What if I only have electricity in one part of my house?
You could have tripped a circuit breaker, or there could be a blown fuse or a broken connector or wire at one of the service leads to your house. Sometimes damage to these leads leaves only the 120-volt outlets (or some of them) working. In this case, larger appliances that need 240-volt service - such as water heaters, air conditioners and ovens - may be inoperable until repairs are made. It is safe to use the outlets you have available, while you check with an electrician. However, if part of your lights are extremely bright or extremely dim, you should avoid using outlets connected to these circuits to avoid potential damage to equipment. If it is a problem with a service lead to your home, Appalachian Power crews will repair the wires when they arrive to restore service.

Why do I sometimes experience brief outages that call for resetting of appliances?
These outages occur when protective devices, called reclosers, operate. When a recloser detects an object interfering with a line, they de-energize the line briefly to determine if the interference is prolonged or if it is simply a momentary problem. If the recloser determines that the interference was temporary, the line will re-energize. If the interference is detected to be prolonged, the recloser will de-energize the line.

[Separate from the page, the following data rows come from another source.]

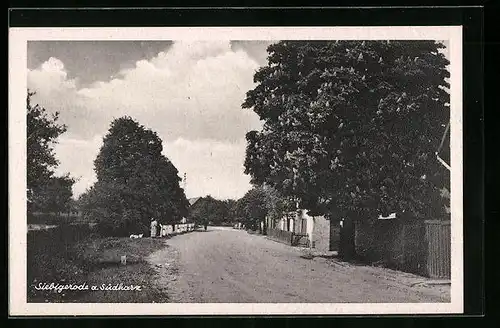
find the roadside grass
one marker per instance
(96, 261)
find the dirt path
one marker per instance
(231, 266)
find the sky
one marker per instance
(190, 93)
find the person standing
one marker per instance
(154, 225)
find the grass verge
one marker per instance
(96, 262)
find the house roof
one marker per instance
(193, 200)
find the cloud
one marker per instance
(212, 167)
(77, 156)
(190, 95)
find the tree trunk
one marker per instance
(347, 249)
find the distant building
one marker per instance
(304, 229)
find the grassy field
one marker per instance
(96, 261)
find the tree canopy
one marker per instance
(45, 191)
(351, 126)
(135, 181)
(208, 210)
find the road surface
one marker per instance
(232, 266)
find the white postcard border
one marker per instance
(18, 38)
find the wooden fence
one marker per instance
(288, 237)
(409, 245)
(438, 239)
(280, 235)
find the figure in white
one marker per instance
(154, 225)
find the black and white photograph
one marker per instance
(236, 171)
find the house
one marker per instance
(297, 228)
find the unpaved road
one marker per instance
(232, 266)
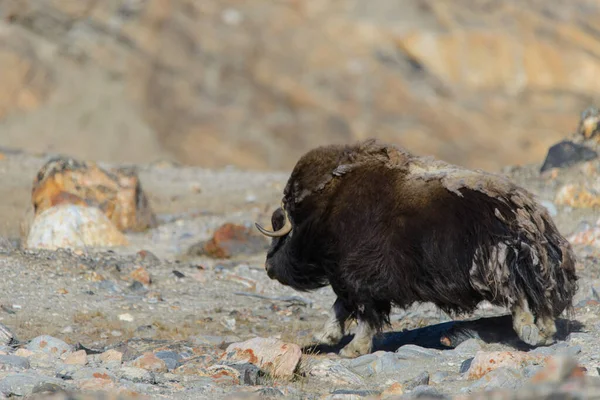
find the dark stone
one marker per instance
(566, 154)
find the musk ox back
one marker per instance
(385, 228)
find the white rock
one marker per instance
(73, 226)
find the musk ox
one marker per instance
(386, 228)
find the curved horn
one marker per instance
(285, 229)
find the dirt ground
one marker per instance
(91, 299)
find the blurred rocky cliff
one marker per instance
(256, 83)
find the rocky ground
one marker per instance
(150, 320)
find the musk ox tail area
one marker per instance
(523, 258)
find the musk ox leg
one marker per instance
(361, 343)
(334, 328)
(547, 326)
(534, 333)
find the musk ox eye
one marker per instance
(278, 219)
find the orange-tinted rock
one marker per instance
(577, 196)
(76, 358)
(141, 275)
(150, 362)
(118, 193)
(278, 358)
(485, 362)
(95, 384)
(231, 240)
(458, 80)
(395, 389)
(111, 356)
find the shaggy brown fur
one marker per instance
(384, 228)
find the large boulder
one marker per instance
(117, 193)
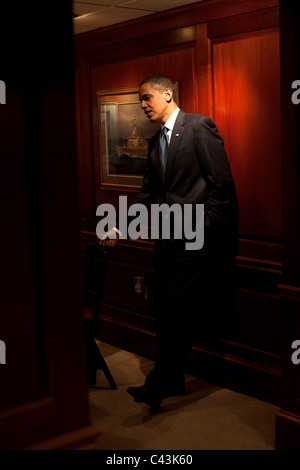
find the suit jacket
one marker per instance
(197, 172)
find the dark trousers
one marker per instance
(193, 290)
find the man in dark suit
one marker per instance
(188, 282)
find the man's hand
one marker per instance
(110, 239)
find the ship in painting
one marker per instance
(136, 146)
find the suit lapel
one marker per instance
(177, 134)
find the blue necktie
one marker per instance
(164, 147)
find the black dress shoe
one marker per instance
(152, 398)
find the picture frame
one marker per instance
(124, 134)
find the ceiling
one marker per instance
(94, 14)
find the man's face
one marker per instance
(154, 103)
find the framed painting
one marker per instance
(124, 133)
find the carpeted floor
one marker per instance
(206, 418)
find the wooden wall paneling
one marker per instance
(43, 382)
(247, 111)
(196, 13)
(288, 419)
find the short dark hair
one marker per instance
(160, 82)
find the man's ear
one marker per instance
(169, 94)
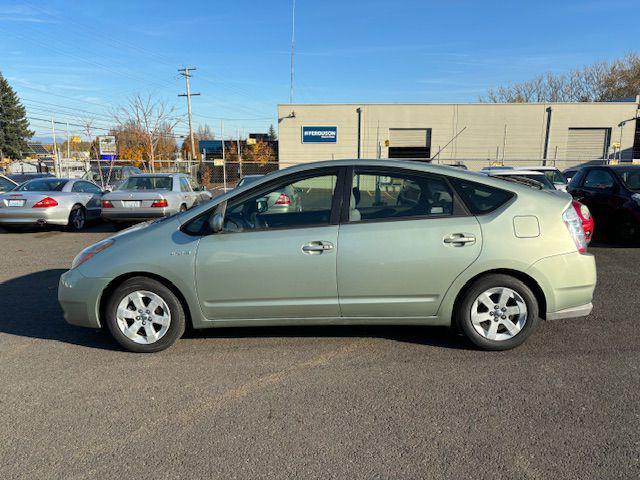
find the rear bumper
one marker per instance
(79, 297)
(572, 312)
(134, 215)
(568, 282)
(30, 216)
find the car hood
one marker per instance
(136, 194)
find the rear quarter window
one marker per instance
(480, 198)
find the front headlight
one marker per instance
(89, 252)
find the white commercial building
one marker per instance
(477, 134)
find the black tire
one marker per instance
(626, 230)
(176, 327)
(464, 308)
(77, 219)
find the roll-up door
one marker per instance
(588, 143)
(410, 143)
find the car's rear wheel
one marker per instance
(144, 316)
(77, 219)
(497, 312)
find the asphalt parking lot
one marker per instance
(344, 402)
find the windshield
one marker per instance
(147, 183)
(535, 180)
(630, 176)
(43, 185)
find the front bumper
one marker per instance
(79, 297)
(30, 216)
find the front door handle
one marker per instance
(317, 247)
(459, 239)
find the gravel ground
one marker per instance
(316, 402)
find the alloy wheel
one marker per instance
(143, 317)
(77, 219)
(499, 314)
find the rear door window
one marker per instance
(397, 195)
(481, 198)
(599, 180)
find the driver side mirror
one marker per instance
(262, 205)
(216, 223)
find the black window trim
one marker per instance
(610, 172)
(511, 199)
(459, 207)
(336, 201)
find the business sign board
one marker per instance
(107, 147)
(319, 134)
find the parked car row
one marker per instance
(72, 202)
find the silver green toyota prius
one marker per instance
(369, 242)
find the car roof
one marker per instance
(514, 172)
(142, 175)
(536, 167)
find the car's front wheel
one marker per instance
(497, 312)
(77, 219)
(144, 316)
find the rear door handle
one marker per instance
(459, 239)
(317, 247)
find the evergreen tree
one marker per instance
(273, 136)
(14, 126)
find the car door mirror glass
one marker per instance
(262, 205)
(216, 222)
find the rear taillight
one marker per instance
(46, 202)
(283, 199)
(581, 209)
(574, 225)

Why would Appalachian Power trucks pass by my house without repairing anything?
This can happen because work needs to be done at a nearby location before service can be restored to you and your neighbors.

Why can my home be the only one on the block without power?
Fuses or circuit breakers in your home could have tripped and halted power. Tree limbs could have fallen on the line serving your home. Fuses on the transformer that serves your home may have tripped or could be damaged, and the primary line feeding the transformer could be damaged.